At least 7,000 demonstrators – many brandishing the yellow toy ducks that have become a symbol of the movement – took to the streets near the headquarters of the Siam Commercial Bank (SCB) to protest at the secrecy surrounding King Maha Vajiralongkorn’s financial arrangements.
The demonstration came after police summoned 12 protest leaders for questioning over royal defamation allegations – the first use of Thailand’s draconian lese majeste law in nearly three years. Thailand has for months been rocked by youth-led protests demanding a new constitution, reform of the untouchable monarchy, and for Prime Minister Prayut Chan-O-Cha to resign.
Many protesters yesterday sported yellow ducks – on T-shirts, hats and helmets – after demonstrators used larger inflatable versions last week to defend themselves against police water cannon and tear gas. The kingdom has a long history of political protest but the current movement has made taboo-smashing criticisms of the royal family.
Protesters last week daubed anti-royal graffiti around police headquarters in central Bangkok and yesterday they called for the king to give up control of “every cent, every baht” of his huge fortune.

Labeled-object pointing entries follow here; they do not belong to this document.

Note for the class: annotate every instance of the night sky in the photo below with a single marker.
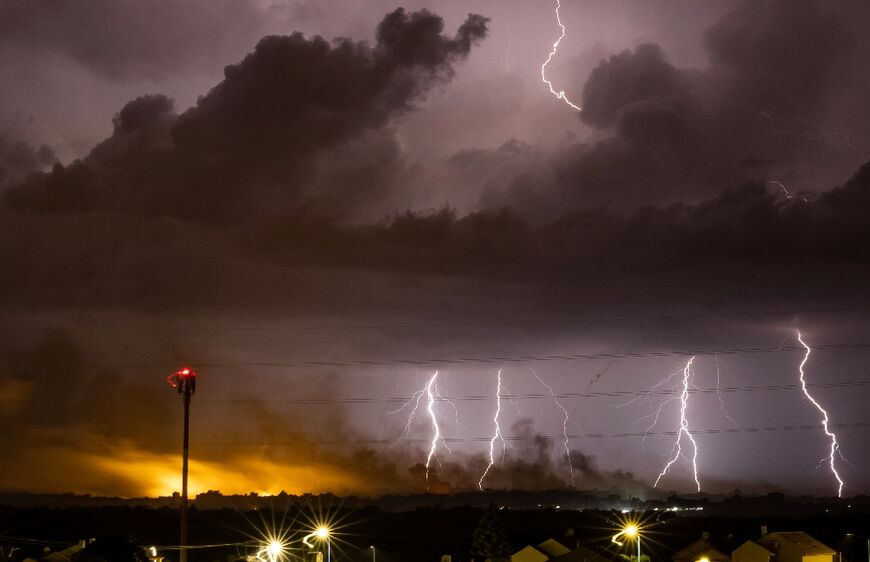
(318, 204)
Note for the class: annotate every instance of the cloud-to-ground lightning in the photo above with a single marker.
(561, 93)
(835, 446)
(684, 430)
(430, 391)
(436, 430)
(564, 425)
(496, 435)
(719, 394)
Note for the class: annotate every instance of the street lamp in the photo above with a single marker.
(632, 531)
(274, 550)
(320, 533)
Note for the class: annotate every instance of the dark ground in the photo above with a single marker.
(418, 535)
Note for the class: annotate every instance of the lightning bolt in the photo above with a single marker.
(835, 447)
(847, 141)
(719, 394)
(564, 425)
(684, 430)
(785, 190)
(658, 412)
(496, 435)
(436, 431)
(561, 93)
(430, 391)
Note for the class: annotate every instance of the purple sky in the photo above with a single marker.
(319, 224)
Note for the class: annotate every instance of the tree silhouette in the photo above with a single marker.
(490, 539)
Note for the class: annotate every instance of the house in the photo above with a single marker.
(751, 551)
(795, 546)
(547, 550)
(702, 550)
(582, 554)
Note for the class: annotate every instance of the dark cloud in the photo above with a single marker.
(18, 159)
(287, 195)
(760, 110)
(247, 145)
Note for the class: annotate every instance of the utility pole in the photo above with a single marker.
(184, 381)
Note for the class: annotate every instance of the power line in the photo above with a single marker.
(512, 438)
(534, 396)
(475, 324)
(500, 359)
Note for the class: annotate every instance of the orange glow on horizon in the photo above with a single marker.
(127, 471)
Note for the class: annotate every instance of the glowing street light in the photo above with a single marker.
(631, 531)
(274, 550)
(323, 534)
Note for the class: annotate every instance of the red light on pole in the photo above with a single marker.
(184, 381)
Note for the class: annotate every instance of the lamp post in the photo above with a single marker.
(631, 531)
(184, 381)
(320, 533)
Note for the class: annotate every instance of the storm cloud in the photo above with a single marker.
(288, 235)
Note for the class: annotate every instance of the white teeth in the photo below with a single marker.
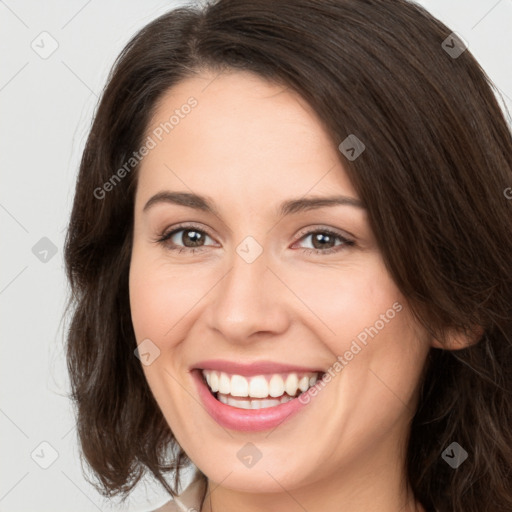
(276, 386)
(258, 386)
(239, 386)
(303, 383)
(224, 384)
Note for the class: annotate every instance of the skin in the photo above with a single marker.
(249, 145)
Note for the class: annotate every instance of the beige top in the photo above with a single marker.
(189, 500)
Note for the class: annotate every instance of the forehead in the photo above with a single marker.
(242, 134)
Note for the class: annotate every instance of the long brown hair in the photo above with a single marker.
(437, 161)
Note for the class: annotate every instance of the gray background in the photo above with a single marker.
(47, 103)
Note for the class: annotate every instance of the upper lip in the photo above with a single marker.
(253, 368)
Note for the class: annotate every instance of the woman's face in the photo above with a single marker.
(303, 288)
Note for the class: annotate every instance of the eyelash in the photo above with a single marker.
(164, 238)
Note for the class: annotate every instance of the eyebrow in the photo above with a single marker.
(288, 207)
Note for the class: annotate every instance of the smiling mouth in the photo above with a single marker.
(259, 391)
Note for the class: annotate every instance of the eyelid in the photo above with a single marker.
(304, 232)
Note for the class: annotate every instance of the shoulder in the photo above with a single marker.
(189, 499)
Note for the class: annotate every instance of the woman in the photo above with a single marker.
(293, 214)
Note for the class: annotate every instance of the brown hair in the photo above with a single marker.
(438, 158)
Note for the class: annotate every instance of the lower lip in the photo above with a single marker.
(248, 420)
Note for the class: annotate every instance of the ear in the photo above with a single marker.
(457, 340)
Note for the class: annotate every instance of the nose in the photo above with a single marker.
(249, 302)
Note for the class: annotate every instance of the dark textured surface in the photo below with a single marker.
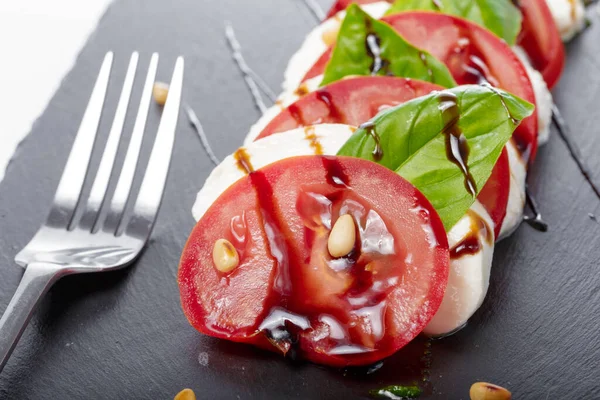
(122, 335)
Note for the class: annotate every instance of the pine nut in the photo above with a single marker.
(488, 391)
(185, 394)
(225, 256)
(330, 35)
(342, 236)
(160, 91)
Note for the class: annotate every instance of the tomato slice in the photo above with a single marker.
(472, 54)
(350, 101)
(541, 40)
(539, 37)
(356, 100)
(288, 294)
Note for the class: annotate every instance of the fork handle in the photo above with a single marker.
(36, 281)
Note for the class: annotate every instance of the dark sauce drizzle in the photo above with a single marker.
(336, 176)
(536, 221)
(480, 73)
(281, 324)
(423, 58)
(373, 45)
(296, 114)
(313, 140)
(471, 244)
(573, 149)
(370, 130)
(325, 97)
(243, 161)
(457, 148)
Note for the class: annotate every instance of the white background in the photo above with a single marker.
(39, 43)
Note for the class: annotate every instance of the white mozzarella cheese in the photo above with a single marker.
(516, 195)
(283, 101)
(469, 276)
(543, 97)
(569, 16)
(318, 41)
(327, 138)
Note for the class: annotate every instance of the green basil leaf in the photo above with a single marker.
(415, 140)
(499, 16)
(366, 46)
(397, 392)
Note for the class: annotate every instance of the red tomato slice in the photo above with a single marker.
(288, 294)
(350, 101)
(539, 36)
(355, 100)
(472, 54)
(541, 40)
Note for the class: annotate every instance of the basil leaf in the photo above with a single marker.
(366, 46)
(397, 392)
(499, 16)
(416, 140)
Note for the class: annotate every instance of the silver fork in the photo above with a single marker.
(64, 246)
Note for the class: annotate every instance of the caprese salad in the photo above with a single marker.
(364, 206)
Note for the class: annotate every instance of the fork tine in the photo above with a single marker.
(124, 183)
(153, 184)
(91, 216)
(71, 183)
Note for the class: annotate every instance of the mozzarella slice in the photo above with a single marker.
(516, 194)
(318, 41)
(569, 16)
(469, 276)
(543, 97)
(282, 102)
(325, 139)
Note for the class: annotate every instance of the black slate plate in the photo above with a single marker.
(122, 335)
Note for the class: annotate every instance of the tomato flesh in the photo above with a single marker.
(350, 101)
(356, 100)
(288, 294)
(539, 36)
(472, 54)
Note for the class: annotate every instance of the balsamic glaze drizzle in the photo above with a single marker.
(536, 222)
(325, 97)
(423, 58)
(370, 130)
(564, 134)
(471, 244)
(313, 140)
(373, 45)
(243, 161)
(457, 148)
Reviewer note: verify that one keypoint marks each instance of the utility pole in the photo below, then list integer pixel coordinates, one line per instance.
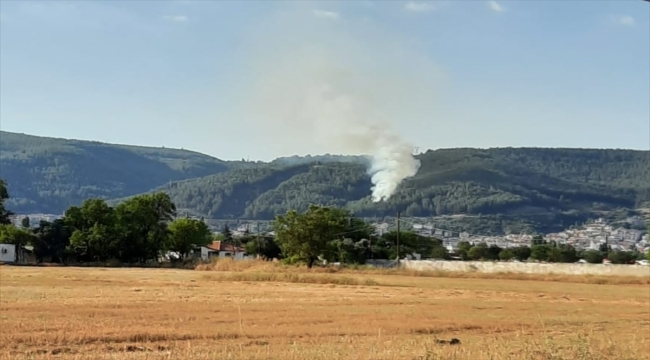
(258, 239)
(398, 216)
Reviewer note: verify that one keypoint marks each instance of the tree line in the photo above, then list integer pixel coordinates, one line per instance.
(137, 230)
(145, 227)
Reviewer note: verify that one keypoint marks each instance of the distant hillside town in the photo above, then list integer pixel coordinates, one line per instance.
(629, 235)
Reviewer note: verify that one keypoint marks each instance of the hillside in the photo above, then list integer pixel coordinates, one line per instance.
(502, 189)
(544, 186)
(49, 174)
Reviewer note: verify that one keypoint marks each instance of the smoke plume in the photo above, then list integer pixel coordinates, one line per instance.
(319, 85)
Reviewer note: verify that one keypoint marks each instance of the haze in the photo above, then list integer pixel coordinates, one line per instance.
(260, 79)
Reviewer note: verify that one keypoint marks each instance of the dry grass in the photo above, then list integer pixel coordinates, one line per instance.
(255, 266)
(269, 311)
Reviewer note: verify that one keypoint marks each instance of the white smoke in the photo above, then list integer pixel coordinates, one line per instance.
(327, 88)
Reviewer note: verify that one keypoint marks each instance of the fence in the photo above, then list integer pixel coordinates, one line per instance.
(514, 267)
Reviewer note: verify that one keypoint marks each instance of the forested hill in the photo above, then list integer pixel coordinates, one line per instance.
(49, 174)
(456, 181)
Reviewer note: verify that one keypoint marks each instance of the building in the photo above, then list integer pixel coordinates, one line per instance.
(7, 253)
(220, 250)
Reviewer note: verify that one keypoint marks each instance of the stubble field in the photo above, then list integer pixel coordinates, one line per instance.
(112, 313)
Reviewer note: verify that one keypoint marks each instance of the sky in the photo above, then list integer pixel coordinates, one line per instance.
(229, 78)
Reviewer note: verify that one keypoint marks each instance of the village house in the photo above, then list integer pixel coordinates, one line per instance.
(221, 250)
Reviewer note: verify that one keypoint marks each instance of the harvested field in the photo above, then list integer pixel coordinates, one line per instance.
(269, 313)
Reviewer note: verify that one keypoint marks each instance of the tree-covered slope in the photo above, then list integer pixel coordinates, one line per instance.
(49, 174)
(523, 181)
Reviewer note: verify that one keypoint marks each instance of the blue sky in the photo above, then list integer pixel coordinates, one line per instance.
(177, 73)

Soon after coming to power following his father’s death in 2016, the new king took control of the Crown Property Bureau, which has assets in banks, companies and prime real estate. The bureau’s board was previously headed by the finance minister in an arrangement that gave a sheen of public oversight to a trust some experts estimate is worth $30-$60bn. The full assets are privately held and remain a closely guarded secret.
Gail, 53, a Bangkok consultant, expressed concerns about the king’s control of the bureau. “We don’t know how he manages it. How he uses it,” she said. “He should live very frugally. He doesn’t care about the economic situation. He doesn’t care about the people’s well-being.”
The protesters had originally planned to rally outside the headquarters of the Crown Property Bureau, prompting police to lock down the area with razor wire and rows of shipping containers. But overnight they decided switch the protest to the main office of the Siam Commercial Bank – in which the king is a major shareholder – to avoid potential clashes with police and a rival ultra-royalist rally.
The move headed off fears of violence, after police used water cannon and tear gas at a rally outside parliament last week, with 55 people injured and six shot in scuffles with royalists.
The source of the gunfire is under investigation.
On the eve of yesterday’s protest, 12 leaders received police orders to come for questioning over allegations of royal defamation.
Thailand has one of the harshest lese majeste laws in the world. It is routinely interpreted to include any criticism of the monarchy – including content posted or shared on social media. Under section 112 of the penal code, anyone convicted of defaming, insulting or threatening the king, queen or heir faces between three and 15 years in prison on each count.
The laws have not been invoked since 2018, but last week Prime Minister Prayut gave the green light for authorities to use them.